C’est cette démarche que l’on appelle dans diverses traditions spirituelles ; « relecture » ou dans les mouvements d’action catholique « révision de vie ». Jésus nous donne ici l’exemple même de la révision de vie. Le vécu des disciples d’Emmaüs, confronté à l’Ecriture s’éclaire de façon nouvelle : la passion du Christ n’est plus un échec, un point final mais le passage obligé vers la résurrection. « Ne fallait-il pas que le Christ souffrît cela pour entrer dans sa gloire ? » La passion était nécessaire pour nous sauver. Jésus avait prévenu ses disciples : « Il n’y a pas de plus grand amour que de donner sa vie pour ceux qu’on aime. »

Alors le cœur triste des compagnons d’Emmaüs se réchauffe progressivement pendant que Jésus leur parle.

Mais ils n’en sont pas encore à reconnaître que cet inconnu qui fait route avec eux, c’est Jésus. Le soir tombant, Jésus répond à leur invitation, rentre chez eux pour partager le repas. Au cours du repas, Jésus  prit le pain, le rompit et le leur donna ». L’invité devient le célébrant de la première Eucharistie après la résurrection. Alors leurs yeux s’ouvrirent, ils le reconnurent… Tout s’éclaire ; les évènements des trois derniers jours prennent sens. Leur vie reprend des couleurs, leurs désirs sont comblés et ils reviennent à Jérusalem partager leur joie avec les Apôtres qui leur disent « : « C’est vrai ! Le Seigneur est ressuscité : il est apparu à Simon Pierre. » A leur tour ils racontaient ce qui s’était passé sur la route et comment ils l’avaient reconnu à la fraction du pain. »

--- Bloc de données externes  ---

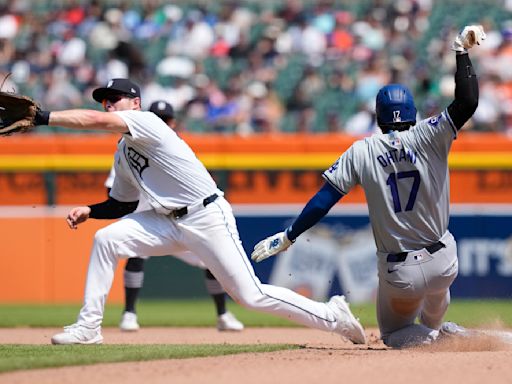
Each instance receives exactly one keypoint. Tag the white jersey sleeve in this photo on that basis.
(343, 175)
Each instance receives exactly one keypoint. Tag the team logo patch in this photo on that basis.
(334, 167)
(434, 120)
(394, 140)
(137, 161)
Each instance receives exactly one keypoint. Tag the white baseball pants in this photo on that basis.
(418, 287)
(212, 235)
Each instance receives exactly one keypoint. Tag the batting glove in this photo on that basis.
(270, 246)
(470, 35)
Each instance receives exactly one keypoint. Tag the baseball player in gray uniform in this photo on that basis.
(404, 173)
(134, 268)
(189, 214)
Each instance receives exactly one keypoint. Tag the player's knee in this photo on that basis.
(135, 264)
(102, 238)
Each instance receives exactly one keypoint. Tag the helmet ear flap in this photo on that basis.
(395, 106)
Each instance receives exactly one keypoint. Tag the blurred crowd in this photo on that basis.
(245, 67)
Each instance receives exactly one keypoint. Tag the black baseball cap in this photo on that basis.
(116, 87)
(162, 109)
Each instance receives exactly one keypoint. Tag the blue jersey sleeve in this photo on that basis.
(315, 209)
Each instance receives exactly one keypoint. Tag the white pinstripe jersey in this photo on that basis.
(153, 161)
(406, 181)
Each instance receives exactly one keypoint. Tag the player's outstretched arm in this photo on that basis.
(466, 82)
(87, 119)
(314, 210)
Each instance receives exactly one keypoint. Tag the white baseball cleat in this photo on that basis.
(78, 334)
(129, 322)
(346, 323)
(228, 322)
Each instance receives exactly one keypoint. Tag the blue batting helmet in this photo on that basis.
(395, 106)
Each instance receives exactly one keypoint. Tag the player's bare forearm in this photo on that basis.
(88, 119)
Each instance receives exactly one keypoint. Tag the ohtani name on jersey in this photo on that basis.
(397, 156)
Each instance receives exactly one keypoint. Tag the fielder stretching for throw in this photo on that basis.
(404, 173)
(189, 214)
(134, 268)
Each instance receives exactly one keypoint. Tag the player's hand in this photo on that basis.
(77, 216)
(270, 246)
(470, 35)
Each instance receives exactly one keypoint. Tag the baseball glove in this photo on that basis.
(18, 113)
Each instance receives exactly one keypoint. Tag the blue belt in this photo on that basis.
(401, 256)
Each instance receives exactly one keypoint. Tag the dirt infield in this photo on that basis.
(325, 359)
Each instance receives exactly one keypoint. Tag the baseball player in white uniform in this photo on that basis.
(404, 173)
(134, 268)
(189, 214)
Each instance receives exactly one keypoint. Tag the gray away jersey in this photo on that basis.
(152, 161)
(406, 181)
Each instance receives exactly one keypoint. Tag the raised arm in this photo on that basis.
(466, 82)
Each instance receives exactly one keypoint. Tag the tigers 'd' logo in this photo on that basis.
(137, 161)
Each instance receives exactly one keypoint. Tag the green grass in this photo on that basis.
(200, 313)
(22, 357)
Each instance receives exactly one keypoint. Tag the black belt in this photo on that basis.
(401, 256)
(180, 212)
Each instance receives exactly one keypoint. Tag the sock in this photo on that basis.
(216, 292)
(133, 280)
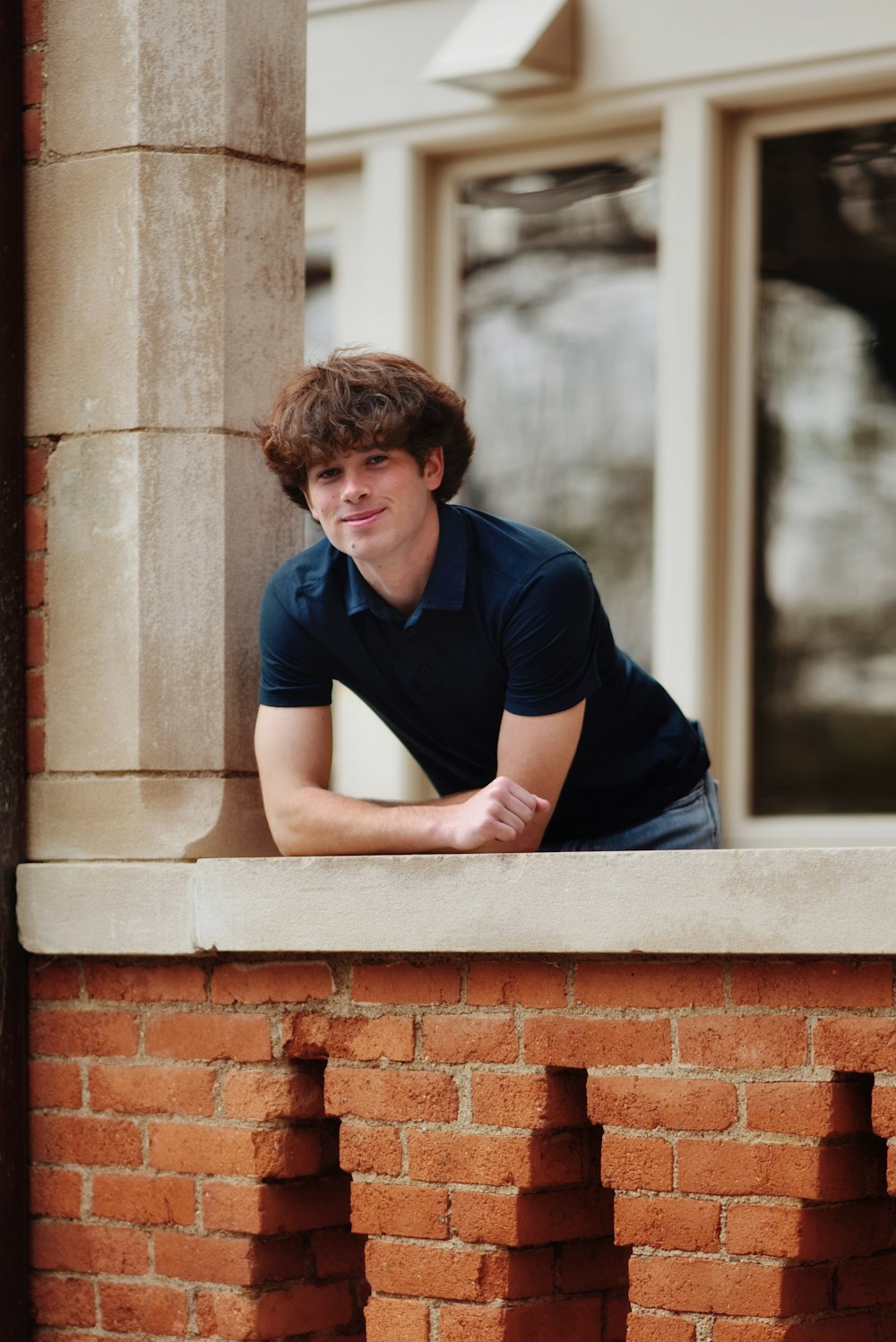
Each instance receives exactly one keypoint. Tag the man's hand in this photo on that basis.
(496, 813)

A travers les évènements de la passion et de la mort de Jésus, puis de cette marche où Jésus se fait compagnon de route ; les disciples d’Emmaüs sont passés par bien des émotions et des états d’âme pour aboutir à un sentiment de joie et de plénitude quand ils l’ont reconnu à la fraction du pain. Trois étapes ont été nécessaires pour effectuer cette conversion : l’accueil de l’inconnu sur la route, la confrontation avec la parole des prophètes, et la fraction du pain lors du partage du repas.

C’est bien ces trois dimensions que nous avons à vivre dans la suite des jours et, en particulier, dans ce moment privilégié de la messe dominicale : nous venons à la messe rencontrer le Seigneur, personnellement et en peuple de Dieu ; mais c’est bien Jésus qui nous accueille, nous rassemble et nous retrouve sur nos chemins d’humanité. Ensuite, nous écoutons et approfondissons les écritures; c’est le temps de la liturgie de la Parole.

Puis nous partageons le pain rompu pour la vie des hommes, c’est le temps de la liturgie eucharistique … Et notre messe se termine par l’envoi. C’est le temps de la mission.

Comme les disciples d’Emmaüs partons annoncer la bonne nouvelle dans notre vie quotidienne. Frères et sœurs rayonnons du Christ ressuscité ! Amen.